1階
寮の正面扉の前まで来た。出入口の方から1階を見渡す。
「寮で一番人がいるのが1階。特にこのロビーは結構いつも人が多いよ」
さっきまでは数人しかいなかったロビーに20人程の生徒がいる。全員が俺達の方を見て、口々に話しているのが聞こえる。いや、聞こえるように言っているのかもしれない。
寮長を見るのが久しぶりで嬉しいだの、かっこいいだの抱かれたいだの何だのって、本当に男同士で言ってんのかよ。
俺の悪口も聞こえるしさ。ダサイのは分かってんだよ。わざとだよ。わ・ざ・と。
ハズレかよーとか言ってんじゃねぇぞ。

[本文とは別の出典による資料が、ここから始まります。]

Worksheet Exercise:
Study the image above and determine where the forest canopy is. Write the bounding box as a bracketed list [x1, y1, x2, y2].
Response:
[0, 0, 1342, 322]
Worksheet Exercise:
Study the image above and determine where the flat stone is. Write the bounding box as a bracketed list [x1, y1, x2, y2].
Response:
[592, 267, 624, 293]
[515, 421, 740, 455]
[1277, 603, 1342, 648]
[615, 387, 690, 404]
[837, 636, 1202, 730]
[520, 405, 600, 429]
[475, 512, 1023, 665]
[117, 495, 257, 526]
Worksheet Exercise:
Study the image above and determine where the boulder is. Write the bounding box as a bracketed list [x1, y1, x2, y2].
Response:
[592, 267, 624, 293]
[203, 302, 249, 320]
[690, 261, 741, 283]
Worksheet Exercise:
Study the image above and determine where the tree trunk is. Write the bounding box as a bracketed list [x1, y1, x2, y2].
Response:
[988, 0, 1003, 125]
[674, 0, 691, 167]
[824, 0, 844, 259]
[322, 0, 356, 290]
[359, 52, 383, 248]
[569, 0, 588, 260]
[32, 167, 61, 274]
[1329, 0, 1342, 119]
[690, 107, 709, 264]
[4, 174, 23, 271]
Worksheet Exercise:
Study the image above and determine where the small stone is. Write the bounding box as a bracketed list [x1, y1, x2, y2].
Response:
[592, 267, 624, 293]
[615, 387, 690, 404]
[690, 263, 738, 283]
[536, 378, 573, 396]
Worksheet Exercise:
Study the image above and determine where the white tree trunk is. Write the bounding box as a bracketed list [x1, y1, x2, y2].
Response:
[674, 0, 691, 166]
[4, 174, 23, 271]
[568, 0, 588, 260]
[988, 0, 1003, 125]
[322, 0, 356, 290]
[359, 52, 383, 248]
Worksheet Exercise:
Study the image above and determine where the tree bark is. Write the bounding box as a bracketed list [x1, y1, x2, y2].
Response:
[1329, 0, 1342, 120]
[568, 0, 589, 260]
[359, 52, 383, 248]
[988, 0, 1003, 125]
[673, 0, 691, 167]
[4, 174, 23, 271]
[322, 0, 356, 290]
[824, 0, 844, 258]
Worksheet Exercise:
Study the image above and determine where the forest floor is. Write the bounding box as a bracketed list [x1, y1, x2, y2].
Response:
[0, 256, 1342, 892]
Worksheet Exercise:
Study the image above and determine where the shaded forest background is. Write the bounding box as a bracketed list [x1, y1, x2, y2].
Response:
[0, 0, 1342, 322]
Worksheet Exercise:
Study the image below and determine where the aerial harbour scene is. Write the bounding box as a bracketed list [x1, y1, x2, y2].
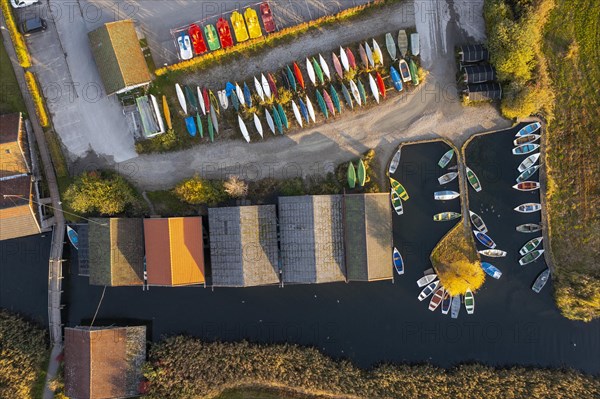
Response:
[0, 0, 600, 399]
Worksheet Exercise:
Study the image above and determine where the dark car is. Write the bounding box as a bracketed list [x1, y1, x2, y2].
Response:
[21, 17, 47, 35]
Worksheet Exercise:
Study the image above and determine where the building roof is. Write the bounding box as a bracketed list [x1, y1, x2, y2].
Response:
[88, 218, 144, 287]
[88, 19, 152, 95]
[208, 205, 279, 287]
[344, 193, 394, 281]
[144, 217, 205, 286]
[64, 326, 146, 399]
[279, 195, 346, 283]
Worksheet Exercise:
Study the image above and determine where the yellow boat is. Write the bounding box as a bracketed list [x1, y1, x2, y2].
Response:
[231, 11, 248, 43]
[244, 8, 262, 39]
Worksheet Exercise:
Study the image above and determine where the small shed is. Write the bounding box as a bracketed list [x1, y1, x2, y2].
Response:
[458, 44, 490, 62]
[344, 193, 394, 281]
[279, 195, 346, 284]
[88, 218, 144, 287]
[144, 217, 205, 287]
[208, 205, 279, 287]
[466, 82, 502, 101]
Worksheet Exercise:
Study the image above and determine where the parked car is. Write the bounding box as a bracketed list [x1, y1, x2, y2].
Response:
[177, 32, 194, 60]
[21, 17, 48, 36]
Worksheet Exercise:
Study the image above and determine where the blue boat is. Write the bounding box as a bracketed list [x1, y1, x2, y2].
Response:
[185, 116, 197, 137]
[390, 67, 402, 91]
[481, 262, 502, 280]
[67, 226, 79, 249]
[473, 230, 496, 249]
[394, 248, 404, 276]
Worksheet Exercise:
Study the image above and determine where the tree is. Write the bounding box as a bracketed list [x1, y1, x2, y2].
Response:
[64, 171, 138, 215]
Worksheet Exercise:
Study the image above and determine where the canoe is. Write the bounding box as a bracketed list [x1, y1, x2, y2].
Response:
[388, 148, 402, 175]
[265, 109, 275, 134]
[306, 95, 317, 123]
[531, 269, 550, 294]
[410, 33, 421, 55]
[519, 249, 544, 266]
[385, 33, 398, 61]
[238, 114, 250, 143]
[306, 58, 317, 86]
[175, 83, 187, 114]
[398, 59, 412, 83]
[473, 230, 496, 249]
[517, 165, 540, 183]
[433, 212, 460, 222]
[417, 274, 437, 287]
[393, 248, 404, 276]
[319, 54, 331, 80]
[369, 74, 379, 104]
[438, 149, 454, 169]
[204, 24, 221, 51]
[323, 89, 335, 116]
[292, 100, 304, 127]
[185, 116, 198, 137]
[429, 287, 446, 312]
[464, 290, 475, 314]
[254, 114, 264, 138]
[390, 189, 404, 216]
[67, 226, 79, 250]
[477, 249, 507, 258]
[350, 80, 362, 106]
[513, 134, 541, 147]
[312, 57, 325, 86]
[513, 144, 540, 155]
[357, 159, 367, 187]
[398, 29, 408, 57]
[254, 76, 265, 101]
[516, 223, 542, 234]
[329, 84, 342, 114]
[469, 211, 487, 233]
[390, 177, 410, 201]
[244, 7, 262, 39]
[390, 66, 402, 91]
[517, 153, 540, 172]
[519, 236, 544, 256]
[347, 162, 356, 188]
[163, 95, 173, 130]
[231, 11, 249, 43]
[433, 190, 460, 201]
[340, 46, 350, 72]
[315, 91, 329, 119]
[466, 166, 482, 192]
[515, 122, 542, 137]
[450, 295, 460, 319]
[438, 172, 458, 185]
[513, 181, 540, 191]
[331, 53, 344, 79]
[294, 62, 306, 89]
[419, 281, 440, 301]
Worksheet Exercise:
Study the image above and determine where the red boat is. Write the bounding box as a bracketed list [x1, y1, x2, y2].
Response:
[294, 62, 304, 89]
[377, 72, 385, 98]
[217, 18, 233, 48]
[260, 1, 276, 33]
[188, 24, 208, 55]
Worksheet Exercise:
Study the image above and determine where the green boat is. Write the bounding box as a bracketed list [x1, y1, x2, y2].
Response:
[312, 57, 325, 84]
[433, 212, 460, 222]
[358, 159, 367, 187]
[329, 84, 342, 114]
[204, 24, 221, 51]
[408, 58, 419, 86]
[316, 91, 329, 119]
[277, 104, 290, 129]
[390, 177, 409, 201]
[348, 162, 356, 188]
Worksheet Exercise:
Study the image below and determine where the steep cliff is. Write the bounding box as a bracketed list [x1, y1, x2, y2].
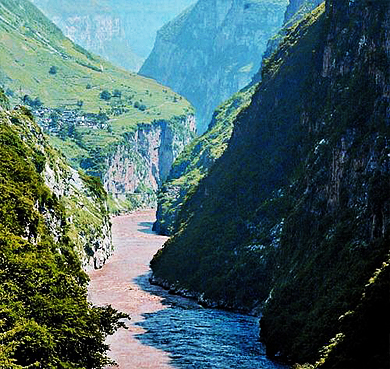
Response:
[32, 0, 195, 71]
[0, 0, 194, 210]
[140, 0, 287, 132]
[102, 116, 195, 211]
[152, 0, 390, 368]
[154, 0, 322, 235]
[0, 91, 127, 369]
[153, 87, 255, 235]
[1, 98, 113, 270]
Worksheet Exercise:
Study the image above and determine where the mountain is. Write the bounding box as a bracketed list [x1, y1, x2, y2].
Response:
[32, 0, 195, 71]
[0, 90, 127, 369]
[154, 0, 322, 235]
[0, 0, 194, 211]
[151, 0, 390, 369]
[139, 0, 287, 133]
[153, 86, 255, 235]
[154, 0, 328, 235]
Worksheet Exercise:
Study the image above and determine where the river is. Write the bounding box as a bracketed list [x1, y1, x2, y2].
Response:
[88, 210, 286, 369]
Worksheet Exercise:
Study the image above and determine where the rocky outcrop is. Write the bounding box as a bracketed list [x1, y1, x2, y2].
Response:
[103, 115, 195, 210]
[151, 0, 390, 369]
[6, 102, 113, 270]
[153, 87, 255, 235]
[32, 0, 193, 71]
[140, 0, 287, 132]
[0, 90, 128, 368]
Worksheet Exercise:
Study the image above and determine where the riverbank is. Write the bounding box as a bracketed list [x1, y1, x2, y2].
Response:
[88, 210, 172, 369]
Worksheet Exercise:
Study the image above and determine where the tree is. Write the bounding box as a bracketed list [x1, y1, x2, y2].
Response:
[112, 89, 122, 98]
[49, 65, 57, 74]
[100, 90, 111, 101]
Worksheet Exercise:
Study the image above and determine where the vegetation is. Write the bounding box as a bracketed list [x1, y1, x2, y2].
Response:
[152, 0, 390, 369]
[0, 0, 193, 211]
[0, 94, 127, 369]
[154, 87, 255, 235]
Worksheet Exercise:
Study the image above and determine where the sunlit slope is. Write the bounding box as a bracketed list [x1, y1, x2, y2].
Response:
[0, 0, 191, 131]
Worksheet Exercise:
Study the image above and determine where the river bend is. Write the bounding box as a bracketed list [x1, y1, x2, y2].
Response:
[88, 210, 285, 369]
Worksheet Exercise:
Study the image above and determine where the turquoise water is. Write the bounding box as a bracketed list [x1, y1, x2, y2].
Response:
[137, 276, 287, 369]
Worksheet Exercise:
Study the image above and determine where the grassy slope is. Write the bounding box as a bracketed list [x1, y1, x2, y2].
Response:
[155, 87, 255, 235]
[0, 0, 192, 161]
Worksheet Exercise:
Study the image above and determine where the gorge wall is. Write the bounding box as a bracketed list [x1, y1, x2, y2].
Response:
[154, 0, 322, 235]
[103, 115, 195, 210]
[152, 0, 390, 369]
[1, 98, 113, 270]
[0, 90, 127, 368]
[0, 0, 195, 212]
[32, 0, 195, 71]
[140, 0, 287, 133]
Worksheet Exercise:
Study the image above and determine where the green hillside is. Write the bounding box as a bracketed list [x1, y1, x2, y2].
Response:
[0, 0, 193, 208]
[0, 91, 127, 369]
[154, 86, 255, 235]
[152, 0, 390, 369]
[0, 0, 190, 121]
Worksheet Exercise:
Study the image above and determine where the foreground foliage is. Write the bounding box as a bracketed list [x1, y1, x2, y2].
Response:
[0, 94, 126, 369]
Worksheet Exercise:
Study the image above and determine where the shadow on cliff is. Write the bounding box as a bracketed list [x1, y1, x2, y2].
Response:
[138, 222, 155, 234]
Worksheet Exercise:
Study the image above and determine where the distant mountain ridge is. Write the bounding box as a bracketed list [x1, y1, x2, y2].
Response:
[0, 0, 194, 211]
[31, 0, 195, 71]
[139, 0, 288, 133]
[151, 0, 390, 369]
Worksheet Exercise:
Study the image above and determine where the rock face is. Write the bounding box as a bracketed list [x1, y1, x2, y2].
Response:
[152, 0, 390, 369]
[1, 99, 113, 270]
[103, 115, 195, 209]
[32, 0, 194, 71]
[153, 87, 255, 236]
[140, 0, 287, 132]
[0, 88, 128, 368]
[0, 0, 195, 211]
[154, 0, 321, 235]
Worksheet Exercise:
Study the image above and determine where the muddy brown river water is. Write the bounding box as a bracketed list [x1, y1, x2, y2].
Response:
[88, 210, 286, 369]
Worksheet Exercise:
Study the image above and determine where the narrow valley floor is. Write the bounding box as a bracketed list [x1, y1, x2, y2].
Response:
[89, 211, 286, 369]
[88, 210, 171, 369]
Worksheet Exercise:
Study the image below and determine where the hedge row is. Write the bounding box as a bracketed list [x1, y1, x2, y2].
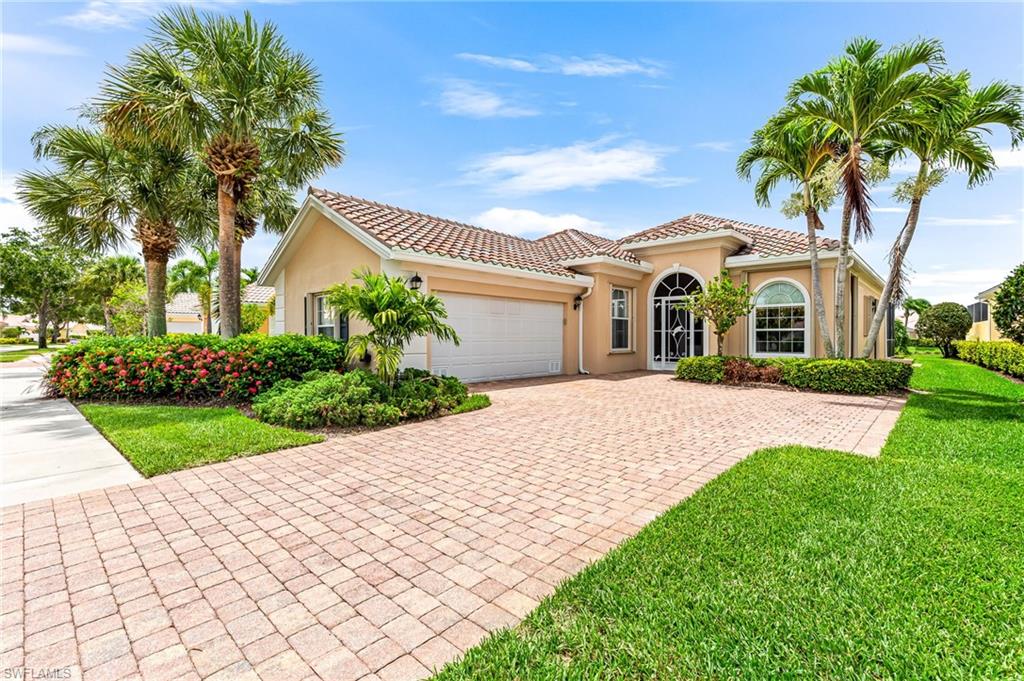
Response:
[676, 355, 913, 395]
[953, 341, 1024, 379]
[47, 334, 345, 400]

当たりたくねぇっつーの。
「……みたいですね」
「それから、さっき入ってくる時は荷物多くて、ズルしちゃったんだけど、寮に入る時と、寮から出る時は、カードキーをこの機械にかざさないと通れないからね」
「あぁ、そういう仕掛けだったんですか」
入る時気になってたんだよ。この駅の改札機みたいなヤツ。まさに改札機みたいなもんなのね。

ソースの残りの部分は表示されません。